A company that participated in TechCrunch Disrupt Battlefield 200 in October, Factiverse, is getting ready for the attack. The new company has produced a business-to-business solution that provides real-time fact-checking of audio, video, and Text. It gained the best proposal in privacy, security, and Social Networking. In addition to reducing business hours of research, the company's proposal seeks to reduce legal liability and negative publicity.

Since its 2020 beginning, Fractiverse, a Norwegian company, has gathered over $1.45 million in pre-seed investment but is still in its early stages. However, according to Maria Amelie, co-founder and CEO of Fractiverse, the firm has started dealing with financial and media partners, especially one of Norway's highest banks.

Amelie Arguments about Factiverse Offer AI

According to Amelie, Factiverse even gave live fact-checking of the US presidential arguments, which several media partners employed.

Amelie told TechCrunch, "We are not a big language model or LLM. We've created a unique kind of information retrieval scheme."

Amalie has personal experience of the war against facts as a published author and professional technology journalist. She founded the firm with a B2B concentrate in partnership with Vinay Setty, co-founder and CTO of Factiverse and a faculty member of machine learning at the University of Stavanger.

According to Amelie, Factiverse's model is built on high-quality, carefully selected, trustworthy data from verified sources and fact-checkers globally. She believes in not using junk food data so that generative AI is trained.

According to Amelie, we should build our model to think naturally, just like some people with much information and experience researching data.

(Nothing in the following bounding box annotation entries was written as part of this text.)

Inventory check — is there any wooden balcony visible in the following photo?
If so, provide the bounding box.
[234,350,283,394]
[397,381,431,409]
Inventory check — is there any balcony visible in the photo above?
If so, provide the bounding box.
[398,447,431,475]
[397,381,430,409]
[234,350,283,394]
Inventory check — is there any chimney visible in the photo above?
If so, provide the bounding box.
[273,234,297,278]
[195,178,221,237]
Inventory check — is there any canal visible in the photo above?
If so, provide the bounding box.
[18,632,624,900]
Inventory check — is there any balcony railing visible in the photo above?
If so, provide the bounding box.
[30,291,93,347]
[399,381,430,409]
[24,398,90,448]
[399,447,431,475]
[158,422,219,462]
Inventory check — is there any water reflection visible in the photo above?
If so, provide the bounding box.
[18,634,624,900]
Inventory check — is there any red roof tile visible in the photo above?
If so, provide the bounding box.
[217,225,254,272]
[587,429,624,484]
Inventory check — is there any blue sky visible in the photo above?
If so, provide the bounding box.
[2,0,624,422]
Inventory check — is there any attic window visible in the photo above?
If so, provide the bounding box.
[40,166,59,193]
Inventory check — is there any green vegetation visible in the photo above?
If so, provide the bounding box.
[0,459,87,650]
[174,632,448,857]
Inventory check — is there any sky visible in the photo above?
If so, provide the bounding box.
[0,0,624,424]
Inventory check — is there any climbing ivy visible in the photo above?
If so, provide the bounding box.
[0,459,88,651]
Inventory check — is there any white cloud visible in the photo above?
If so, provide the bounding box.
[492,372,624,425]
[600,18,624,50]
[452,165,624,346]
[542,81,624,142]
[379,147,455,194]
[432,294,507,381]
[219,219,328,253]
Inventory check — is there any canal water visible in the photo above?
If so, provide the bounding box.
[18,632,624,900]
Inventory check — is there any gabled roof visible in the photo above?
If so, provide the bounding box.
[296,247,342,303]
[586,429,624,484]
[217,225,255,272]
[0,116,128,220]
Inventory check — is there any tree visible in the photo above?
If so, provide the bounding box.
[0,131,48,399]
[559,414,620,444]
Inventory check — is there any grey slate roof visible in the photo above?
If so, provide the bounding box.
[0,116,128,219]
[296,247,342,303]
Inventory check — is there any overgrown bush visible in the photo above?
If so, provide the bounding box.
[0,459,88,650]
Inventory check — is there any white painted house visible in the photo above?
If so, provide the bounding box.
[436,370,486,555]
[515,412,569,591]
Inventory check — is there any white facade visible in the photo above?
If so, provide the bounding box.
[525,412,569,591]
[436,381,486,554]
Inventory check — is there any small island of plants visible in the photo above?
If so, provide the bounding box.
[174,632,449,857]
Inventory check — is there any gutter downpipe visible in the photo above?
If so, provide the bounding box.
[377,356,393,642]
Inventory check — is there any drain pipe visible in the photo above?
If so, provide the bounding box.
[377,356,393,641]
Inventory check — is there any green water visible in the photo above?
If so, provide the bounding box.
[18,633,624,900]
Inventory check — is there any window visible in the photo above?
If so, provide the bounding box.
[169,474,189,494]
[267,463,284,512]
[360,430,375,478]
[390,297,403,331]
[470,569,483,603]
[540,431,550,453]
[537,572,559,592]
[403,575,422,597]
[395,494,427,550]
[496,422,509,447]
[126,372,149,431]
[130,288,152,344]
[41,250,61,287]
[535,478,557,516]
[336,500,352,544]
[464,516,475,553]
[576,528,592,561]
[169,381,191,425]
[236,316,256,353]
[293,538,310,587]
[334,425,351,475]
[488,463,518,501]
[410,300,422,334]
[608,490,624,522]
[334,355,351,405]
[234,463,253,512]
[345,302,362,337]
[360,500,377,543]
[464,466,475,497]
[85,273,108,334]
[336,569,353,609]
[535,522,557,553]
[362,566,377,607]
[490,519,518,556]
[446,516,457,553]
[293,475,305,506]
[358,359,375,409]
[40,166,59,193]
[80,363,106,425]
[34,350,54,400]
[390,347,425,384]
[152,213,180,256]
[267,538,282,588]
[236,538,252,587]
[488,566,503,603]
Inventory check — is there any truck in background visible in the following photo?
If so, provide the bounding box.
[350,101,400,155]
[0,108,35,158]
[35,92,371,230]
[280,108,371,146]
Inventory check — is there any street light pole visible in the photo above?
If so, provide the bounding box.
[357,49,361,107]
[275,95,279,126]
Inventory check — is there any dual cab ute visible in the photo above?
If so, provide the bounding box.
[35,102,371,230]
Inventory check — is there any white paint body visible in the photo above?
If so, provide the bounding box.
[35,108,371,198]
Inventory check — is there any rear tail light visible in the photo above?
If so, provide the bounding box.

Based on natural language processing, the models can identify arguments and perform real-time online searches, including research papers. The models can use search engines like Google, Bing, and .com.

Amelie remarked, we’re not showing you anything that came first on that search engine, which is the most entertaining part. We're suggesting which sources are more accurate and historical on your subject. Also, we investigate the domain in connecting to the topic and sometimes even the source of the statement in an article.

Amelie told TechCrunch, We are here in the U.S to be the fastest company, but we need enough investment to be the best." She said the company seeks to raise a seed round in 2025. We are finding investors and clients who prefer investing in trust and reputation.